A Blizzard game has also been cancelled

Xbox Activision Blizzard King

Microsoft is laying off 1,900 employees across its Xbox and Activision Blizzard divisions.

First reported by The Verge, the layoffs mostly come from Activision Blizzard, although some Xbox and ZeniMax (the parent company of Bethesda) workers have also been cut. Overall, these layoffs amount to eight percent of Microsoft’s total gaming wing, which employs roughly 22,000 people worldwide.

It’s unclear exactly which studios within each of these divisions have been affected. Microsoft owns several Canadian studios, including Vancouver’s The Coalition (Gears of War), Montreal’s Compulsion Games (We Happy Few), Quebec City’s Beenox (Call of Duty), Halifax’s Alpha Dog (Mighty Doom), Sledgehammer (a California-based Call of Duty developer with an office in Toronto) and software developer Demonware (an Irish company with a location in Vancouver). U.S.-based Bethesda Game Studios, the team behind last year’s Starfield, also has an office in Montreal.

Xbox Canada declined to comment at this time on whether any of the company’s Canadian studios have been affected by the layoffs. We’ll update this story should we learn more.

In a Microsoft memo obtained by The Verge, the company confirmed that Blizzard president Mike Ybarra, a 20-year veteran of Microsoft, has decided to leave. Alongside his departure, Ybarra confirmed that a long-gestating Blizzard survival game was also cancelled, leading those developers to be shifted to “one of several promising new projects” within the company.

Microsoft closed its $69 billion USD (about $93.1 billion CAD) acquisition of Activision Blizzard in October. As a result, there were expectations that some layoffs would happen, as is common following mergers and acquisitions. However, people likely weren’t expecting this many. Adding further salt to the wound: the cuts come the same week that Microsoft was revealed to be the second company in history to reach trillion-dollar valuation, following Apple.

On social media, many Activision Blizzard developers also noted that they hadn’t even been informed of the layoffs and instead learned about them following The Verge‘s report. Therefore, this led to a great deal of anxiety as people awaited confirmation of their employment status.

These layoffs are the latest in a massive string of job cuts within the gaming industry.
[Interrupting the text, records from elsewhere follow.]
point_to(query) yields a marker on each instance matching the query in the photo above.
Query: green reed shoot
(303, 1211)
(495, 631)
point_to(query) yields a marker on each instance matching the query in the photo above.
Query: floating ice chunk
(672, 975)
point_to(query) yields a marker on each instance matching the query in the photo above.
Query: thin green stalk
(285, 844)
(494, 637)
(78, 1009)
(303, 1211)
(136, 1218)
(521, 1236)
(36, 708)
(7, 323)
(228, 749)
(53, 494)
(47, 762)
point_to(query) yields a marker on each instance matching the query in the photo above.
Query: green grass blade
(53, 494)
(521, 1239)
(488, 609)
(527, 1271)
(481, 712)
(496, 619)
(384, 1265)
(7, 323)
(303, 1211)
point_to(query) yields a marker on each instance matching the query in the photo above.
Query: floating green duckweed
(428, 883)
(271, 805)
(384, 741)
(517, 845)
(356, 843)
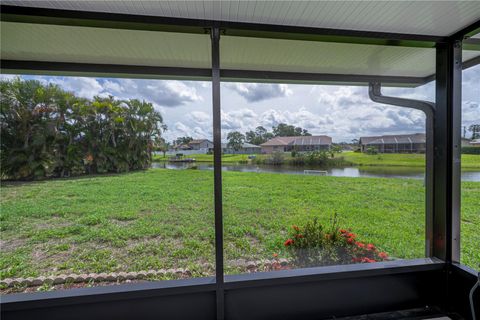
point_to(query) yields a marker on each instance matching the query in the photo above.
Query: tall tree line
(47, 131)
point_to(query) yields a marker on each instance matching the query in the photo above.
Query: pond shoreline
(405, 172)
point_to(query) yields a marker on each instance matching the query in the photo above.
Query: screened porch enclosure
(367, 44)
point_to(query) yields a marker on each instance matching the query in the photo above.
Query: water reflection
(375, 172)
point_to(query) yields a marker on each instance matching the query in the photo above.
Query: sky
(342, 112)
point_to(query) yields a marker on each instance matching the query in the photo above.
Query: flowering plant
(314, 245)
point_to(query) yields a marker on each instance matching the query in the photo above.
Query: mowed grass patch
(160, 219)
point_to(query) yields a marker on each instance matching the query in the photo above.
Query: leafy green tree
(235, 140)
(285, 130)
(28, 128)
(475, 130)
(47, 131)
(183, 140)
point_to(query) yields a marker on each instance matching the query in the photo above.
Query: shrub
(314, 245)
(47, 131)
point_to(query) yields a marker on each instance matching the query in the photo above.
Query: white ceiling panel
(439, 18)
(23, 41)
(242, 53)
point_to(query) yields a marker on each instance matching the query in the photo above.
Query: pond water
(376, 172)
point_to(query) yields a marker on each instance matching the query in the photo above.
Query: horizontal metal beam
(466, 32)
(130, 71)
(99, 298)
(471, 63)
(154, 23)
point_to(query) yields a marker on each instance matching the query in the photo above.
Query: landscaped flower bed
(314, 245)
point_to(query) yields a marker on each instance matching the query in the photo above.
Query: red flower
(360, 244)
(351, 235)
(383, 255)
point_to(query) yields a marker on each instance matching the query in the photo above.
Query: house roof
(394, 139)
(298, 141)
(244, 145)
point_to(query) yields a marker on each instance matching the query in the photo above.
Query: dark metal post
(217, 166)
(375, 94)
(447, 142)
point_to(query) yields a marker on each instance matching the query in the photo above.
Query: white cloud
(254, 92)
(342, 112)
(83, 87)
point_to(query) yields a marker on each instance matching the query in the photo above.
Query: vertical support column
(217, 169)
(447, 128)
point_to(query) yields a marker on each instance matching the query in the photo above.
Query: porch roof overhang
(305, 43)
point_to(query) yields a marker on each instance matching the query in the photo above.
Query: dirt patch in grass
(12, 244)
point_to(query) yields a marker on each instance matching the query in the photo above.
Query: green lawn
(469, 161)
(160, 219)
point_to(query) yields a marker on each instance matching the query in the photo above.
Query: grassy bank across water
(160, 219)
(469, 161)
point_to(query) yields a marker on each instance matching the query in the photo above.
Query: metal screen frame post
(427, 107)
(447, 142)
(446, 219)
(217, 168)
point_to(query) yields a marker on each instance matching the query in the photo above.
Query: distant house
(300, 143)
(402, 143)
(199, 144)
(247, 148)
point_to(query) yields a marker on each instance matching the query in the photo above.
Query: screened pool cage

Last year, more than 10,000 workers were laid off, including those at PlayStation’s Bungie, Xbox’s Coalition, Epic Games, EA’s BioWare Edmonton and Amazon’s Twitch. As shared by indie game maker Rami Ismail, more than 5,000 developers have already lost their jobs just this month, putting the industry on pace to far exceed 2024’s total number of cuts in a much shorter time.

So far this year, layoffs have happened at the likes of Twitch, Discord, Unity, League of Legends maker Riot and Montreal-based Dead by Daylight studio Behaviour Interactive. It remains to be seen whether these layoffs will slow down, but it renews conversations about developer unionization and overpaid CEOs.

Update 25/01/2024 2:15pm ET: MobileSyrup can confirm that there have been layoffs at Beenox, an Activision-owned developer based out of Quebec. It’s unclear exactly how many were let go, but one Beenox developer says it was “quite a few.”